After a little fact checking I think HCED makes an excellent point – “Continued population growth without proportionate retail (sales tax) growth will negatively impact the city’s budget” (Hartselle Enquirer Letter to the Editor 10-10-2012).

I am a little skeptical, however, of the revenue numbers whether it’s purely alcohol sales or an increase in total retail sales, especially when enforcement expenses are considered. What scares me (and this is the month to be scared) is Hartselle’s population growth. People are in love with Hartselle and we can’t get them to leave or stop them from locating here. According to the 2010 Census, Hartselle’s population increased 18.6 percent between 2000 and 2010.

This is almost twice the rate as local cities that were wet during all or most of that time (Decatur, Guntersville and Athens). So just in case the revenue projections don’t work out, being wet should slow Hartselle’s population growth and prevent the inevitable financial melt-down – according to the data.

In 1985, the Coca Cola Company made what NBC News called the “The Marketing Goof of the Century” when, based on taste tests with 200,000 consumers (extensive research, documented with references) it introduced New Coke. For those readers too young to have experienced this disaster, click on the “Heritage” tab at Convinced that consumers no longer loved the formula that had been successful for the previous 99 years, the decision makers at Coke changed the formula to the one their data (re. Buxton Report) showed was better.
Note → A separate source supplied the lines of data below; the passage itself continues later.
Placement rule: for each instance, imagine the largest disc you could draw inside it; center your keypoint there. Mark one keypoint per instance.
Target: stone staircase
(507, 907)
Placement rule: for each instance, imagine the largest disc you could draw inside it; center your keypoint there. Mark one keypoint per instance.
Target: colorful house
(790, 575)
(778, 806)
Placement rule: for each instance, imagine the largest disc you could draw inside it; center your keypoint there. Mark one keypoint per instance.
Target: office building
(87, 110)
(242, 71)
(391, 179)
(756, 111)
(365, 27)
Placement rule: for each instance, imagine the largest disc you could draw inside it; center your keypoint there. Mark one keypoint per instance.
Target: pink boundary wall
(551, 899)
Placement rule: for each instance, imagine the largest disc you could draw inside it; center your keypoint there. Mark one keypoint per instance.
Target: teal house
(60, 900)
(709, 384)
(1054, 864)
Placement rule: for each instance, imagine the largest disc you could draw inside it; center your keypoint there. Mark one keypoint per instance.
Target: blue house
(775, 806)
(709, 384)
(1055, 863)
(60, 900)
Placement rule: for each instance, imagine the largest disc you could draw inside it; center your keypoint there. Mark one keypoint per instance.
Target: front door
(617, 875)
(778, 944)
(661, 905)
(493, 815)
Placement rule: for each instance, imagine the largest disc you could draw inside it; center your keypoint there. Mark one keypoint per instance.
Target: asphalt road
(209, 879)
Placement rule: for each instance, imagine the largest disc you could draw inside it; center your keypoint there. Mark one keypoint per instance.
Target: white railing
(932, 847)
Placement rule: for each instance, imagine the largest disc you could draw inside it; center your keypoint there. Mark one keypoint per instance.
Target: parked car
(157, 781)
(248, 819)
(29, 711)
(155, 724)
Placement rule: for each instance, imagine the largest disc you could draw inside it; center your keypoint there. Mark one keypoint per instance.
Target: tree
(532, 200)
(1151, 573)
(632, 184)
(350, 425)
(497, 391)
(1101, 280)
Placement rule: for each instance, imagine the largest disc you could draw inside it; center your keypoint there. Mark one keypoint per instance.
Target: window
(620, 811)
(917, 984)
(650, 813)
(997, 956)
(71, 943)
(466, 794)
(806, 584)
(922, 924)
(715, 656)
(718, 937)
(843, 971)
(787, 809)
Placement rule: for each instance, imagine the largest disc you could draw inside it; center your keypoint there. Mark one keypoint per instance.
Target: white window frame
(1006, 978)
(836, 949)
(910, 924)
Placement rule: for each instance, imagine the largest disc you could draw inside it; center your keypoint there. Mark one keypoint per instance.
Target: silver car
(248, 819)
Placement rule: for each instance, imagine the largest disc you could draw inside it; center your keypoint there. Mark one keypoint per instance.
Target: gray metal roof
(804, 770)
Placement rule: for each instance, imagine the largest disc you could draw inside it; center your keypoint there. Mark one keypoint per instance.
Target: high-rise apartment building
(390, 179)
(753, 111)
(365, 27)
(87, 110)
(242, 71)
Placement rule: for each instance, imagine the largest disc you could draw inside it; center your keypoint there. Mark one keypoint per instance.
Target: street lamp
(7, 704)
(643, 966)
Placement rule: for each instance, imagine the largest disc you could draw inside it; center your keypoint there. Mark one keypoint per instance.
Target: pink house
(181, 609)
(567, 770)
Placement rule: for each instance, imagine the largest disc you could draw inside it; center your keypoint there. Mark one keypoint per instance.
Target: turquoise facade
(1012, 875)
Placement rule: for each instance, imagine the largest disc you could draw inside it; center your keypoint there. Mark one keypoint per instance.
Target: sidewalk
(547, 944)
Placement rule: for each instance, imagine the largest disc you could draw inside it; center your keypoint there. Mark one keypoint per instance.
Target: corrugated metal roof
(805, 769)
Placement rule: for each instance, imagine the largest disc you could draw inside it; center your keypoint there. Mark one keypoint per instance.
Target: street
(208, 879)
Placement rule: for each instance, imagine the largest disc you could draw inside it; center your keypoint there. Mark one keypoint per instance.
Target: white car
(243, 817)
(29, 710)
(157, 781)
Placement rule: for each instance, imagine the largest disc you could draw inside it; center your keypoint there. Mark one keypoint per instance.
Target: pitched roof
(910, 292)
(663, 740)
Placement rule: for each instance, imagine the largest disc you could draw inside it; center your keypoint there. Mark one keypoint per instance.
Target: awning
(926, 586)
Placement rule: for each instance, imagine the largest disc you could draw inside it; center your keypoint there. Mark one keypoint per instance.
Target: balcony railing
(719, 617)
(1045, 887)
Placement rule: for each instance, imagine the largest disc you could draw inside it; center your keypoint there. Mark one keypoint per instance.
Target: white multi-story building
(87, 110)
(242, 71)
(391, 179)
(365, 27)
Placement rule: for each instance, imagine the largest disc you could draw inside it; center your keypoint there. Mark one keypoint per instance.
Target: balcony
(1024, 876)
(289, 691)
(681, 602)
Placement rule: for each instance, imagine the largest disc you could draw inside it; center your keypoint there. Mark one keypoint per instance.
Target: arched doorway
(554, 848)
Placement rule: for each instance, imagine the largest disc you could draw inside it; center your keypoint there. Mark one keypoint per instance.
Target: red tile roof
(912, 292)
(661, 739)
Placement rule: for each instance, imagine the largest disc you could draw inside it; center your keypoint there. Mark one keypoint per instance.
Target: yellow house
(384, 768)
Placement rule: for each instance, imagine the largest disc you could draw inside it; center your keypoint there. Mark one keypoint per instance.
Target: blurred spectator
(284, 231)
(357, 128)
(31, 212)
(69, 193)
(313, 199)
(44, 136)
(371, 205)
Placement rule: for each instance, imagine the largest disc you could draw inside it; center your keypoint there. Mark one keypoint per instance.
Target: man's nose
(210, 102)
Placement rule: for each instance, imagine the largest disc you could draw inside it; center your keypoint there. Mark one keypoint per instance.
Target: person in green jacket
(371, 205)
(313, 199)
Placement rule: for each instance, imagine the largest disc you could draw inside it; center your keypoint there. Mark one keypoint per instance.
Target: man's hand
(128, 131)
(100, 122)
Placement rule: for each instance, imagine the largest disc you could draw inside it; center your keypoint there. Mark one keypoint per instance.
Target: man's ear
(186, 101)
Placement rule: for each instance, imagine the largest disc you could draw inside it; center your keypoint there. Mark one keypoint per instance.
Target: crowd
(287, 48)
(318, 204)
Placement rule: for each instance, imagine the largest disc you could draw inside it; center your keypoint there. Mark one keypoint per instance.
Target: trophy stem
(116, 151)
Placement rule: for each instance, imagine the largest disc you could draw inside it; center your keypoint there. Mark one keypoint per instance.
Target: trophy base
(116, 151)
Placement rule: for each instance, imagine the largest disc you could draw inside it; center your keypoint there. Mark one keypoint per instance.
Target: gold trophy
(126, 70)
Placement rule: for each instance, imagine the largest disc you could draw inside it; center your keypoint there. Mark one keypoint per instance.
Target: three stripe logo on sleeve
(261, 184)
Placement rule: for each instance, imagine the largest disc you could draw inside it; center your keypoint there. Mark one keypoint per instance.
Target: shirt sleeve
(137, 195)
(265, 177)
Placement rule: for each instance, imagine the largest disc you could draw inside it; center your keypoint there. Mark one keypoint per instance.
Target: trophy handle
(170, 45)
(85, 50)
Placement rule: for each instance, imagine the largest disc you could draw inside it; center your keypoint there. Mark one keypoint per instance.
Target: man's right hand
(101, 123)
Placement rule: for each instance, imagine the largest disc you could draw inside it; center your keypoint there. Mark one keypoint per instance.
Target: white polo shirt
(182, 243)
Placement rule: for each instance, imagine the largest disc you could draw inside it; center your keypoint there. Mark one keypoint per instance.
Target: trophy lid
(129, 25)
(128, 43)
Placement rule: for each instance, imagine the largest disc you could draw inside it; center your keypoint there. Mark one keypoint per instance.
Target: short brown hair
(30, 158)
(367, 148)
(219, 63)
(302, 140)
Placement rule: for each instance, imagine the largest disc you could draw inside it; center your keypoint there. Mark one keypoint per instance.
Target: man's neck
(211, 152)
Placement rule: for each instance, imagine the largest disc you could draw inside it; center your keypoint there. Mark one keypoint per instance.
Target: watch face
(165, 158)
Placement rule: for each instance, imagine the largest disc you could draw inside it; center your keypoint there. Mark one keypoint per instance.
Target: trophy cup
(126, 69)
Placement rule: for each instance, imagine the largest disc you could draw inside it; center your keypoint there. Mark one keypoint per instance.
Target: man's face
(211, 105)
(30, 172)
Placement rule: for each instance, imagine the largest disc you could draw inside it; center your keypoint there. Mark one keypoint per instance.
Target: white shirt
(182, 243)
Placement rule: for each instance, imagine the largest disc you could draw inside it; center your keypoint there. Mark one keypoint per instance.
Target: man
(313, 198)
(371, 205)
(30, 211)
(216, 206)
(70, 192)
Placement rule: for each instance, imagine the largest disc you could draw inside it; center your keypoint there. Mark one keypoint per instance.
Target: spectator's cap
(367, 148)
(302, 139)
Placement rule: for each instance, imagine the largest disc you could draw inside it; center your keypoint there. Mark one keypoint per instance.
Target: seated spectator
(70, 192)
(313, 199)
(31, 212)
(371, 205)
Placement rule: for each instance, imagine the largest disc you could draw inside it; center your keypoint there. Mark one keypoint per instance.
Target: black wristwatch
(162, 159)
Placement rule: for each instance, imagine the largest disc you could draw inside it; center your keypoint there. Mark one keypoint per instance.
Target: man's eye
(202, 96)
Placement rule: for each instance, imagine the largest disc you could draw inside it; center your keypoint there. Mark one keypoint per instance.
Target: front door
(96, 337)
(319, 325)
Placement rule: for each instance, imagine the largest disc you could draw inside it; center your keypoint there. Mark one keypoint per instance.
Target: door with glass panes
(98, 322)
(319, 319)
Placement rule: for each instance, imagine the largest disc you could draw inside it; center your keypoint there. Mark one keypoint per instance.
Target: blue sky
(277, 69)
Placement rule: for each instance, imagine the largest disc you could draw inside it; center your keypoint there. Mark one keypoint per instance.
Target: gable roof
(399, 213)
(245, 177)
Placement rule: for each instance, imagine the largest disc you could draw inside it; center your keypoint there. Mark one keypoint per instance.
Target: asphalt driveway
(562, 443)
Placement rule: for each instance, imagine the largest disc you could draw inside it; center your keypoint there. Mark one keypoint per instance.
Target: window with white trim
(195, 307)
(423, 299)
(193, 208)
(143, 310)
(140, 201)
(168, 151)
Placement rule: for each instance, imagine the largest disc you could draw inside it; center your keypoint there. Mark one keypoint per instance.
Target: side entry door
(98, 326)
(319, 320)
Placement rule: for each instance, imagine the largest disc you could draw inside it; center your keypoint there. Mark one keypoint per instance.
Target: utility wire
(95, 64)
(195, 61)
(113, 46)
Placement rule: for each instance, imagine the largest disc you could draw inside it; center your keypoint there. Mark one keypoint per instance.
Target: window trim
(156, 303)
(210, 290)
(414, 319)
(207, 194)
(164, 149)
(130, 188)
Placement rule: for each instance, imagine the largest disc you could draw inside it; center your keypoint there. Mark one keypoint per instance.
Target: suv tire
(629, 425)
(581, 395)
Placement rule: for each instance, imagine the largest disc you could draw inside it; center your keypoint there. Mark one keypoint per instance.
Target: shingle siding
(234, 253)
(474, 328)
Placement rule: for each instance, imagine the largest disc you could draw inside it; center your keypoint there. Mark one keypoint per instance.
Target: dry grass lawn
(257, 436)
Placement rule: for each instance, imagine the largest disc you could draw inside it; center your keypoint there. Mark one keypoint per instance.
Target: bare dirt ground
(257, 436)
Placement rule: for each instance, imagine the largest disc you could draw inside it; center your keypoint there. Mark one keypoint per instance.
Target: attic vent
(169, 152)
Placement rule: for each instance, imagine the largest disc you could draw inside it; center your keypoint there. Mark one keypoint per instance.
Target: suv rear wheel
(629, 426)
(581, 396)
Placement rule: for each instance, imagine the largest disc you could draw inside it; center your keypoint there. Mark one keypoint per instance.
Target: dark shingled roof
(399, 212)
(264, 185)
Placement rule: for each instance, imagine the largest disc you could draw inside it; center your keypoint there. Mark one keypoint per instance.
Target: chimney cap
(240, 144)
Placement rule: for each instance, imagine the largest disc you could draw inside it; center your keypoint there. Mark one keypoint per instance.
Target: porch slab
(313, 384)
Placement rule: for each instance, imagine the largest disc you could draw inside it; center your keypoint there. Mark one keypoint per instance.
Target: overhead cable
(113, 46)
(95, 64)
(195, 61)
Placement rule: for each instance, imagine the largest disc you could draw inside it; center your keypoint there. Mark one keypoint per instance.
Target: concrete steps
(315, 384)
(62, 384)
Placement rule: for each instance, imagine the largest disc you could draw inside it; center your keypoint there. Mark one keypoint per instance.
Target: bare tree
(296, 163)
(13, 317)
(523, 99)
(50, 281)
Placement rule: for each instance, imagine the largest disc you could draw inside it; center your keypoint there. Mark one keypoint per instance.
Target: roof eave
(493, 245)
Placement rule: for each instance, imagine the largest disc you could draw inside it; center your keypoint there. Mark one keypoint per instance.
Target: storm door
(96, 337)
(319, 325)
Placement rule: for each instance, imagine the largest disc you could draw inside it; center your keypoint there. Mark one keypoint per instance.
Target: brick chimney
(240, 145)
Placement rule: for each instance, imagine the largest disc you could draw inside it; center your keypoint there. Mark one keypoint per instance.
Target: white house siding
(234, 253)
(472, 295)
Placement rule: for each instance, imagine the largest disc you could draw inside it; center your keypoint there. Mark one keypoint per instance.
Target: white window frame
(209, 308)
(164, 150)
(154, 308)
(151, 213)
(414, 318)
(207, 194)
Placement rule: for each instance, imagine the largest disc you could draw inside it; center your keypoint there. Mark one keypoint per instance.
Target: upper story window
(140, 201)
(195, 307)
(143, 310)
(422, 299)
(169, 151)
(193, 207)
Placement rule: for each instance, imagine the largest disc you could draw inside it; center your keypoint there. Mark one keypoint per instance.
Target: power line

Consumers were outraged.

Seventy nine days later Coke reintroduced the original formula as Coca-Cola classic ending the firestorm of consumer protests. New Coke is no longer available in the US. Coke’s data didn’t show the whole picture. To consumers Coke was more than just a soft drink. It represented good times, refreshment and relaxation – values that are hard to quantify but, as Coke learned the hard way, values that are real.

Not all change is progress. On Nov. 6th the decision makers of Hartselle will have the opportunity to choose whether or not to change the formula that consumers prefer twice as much as the wet competition. The only doom we need to fear is “Those who fail to learn from history are doomed to repeat it.”

Hartselle is a GREAT place to live and Hartselle is dry – according to the data.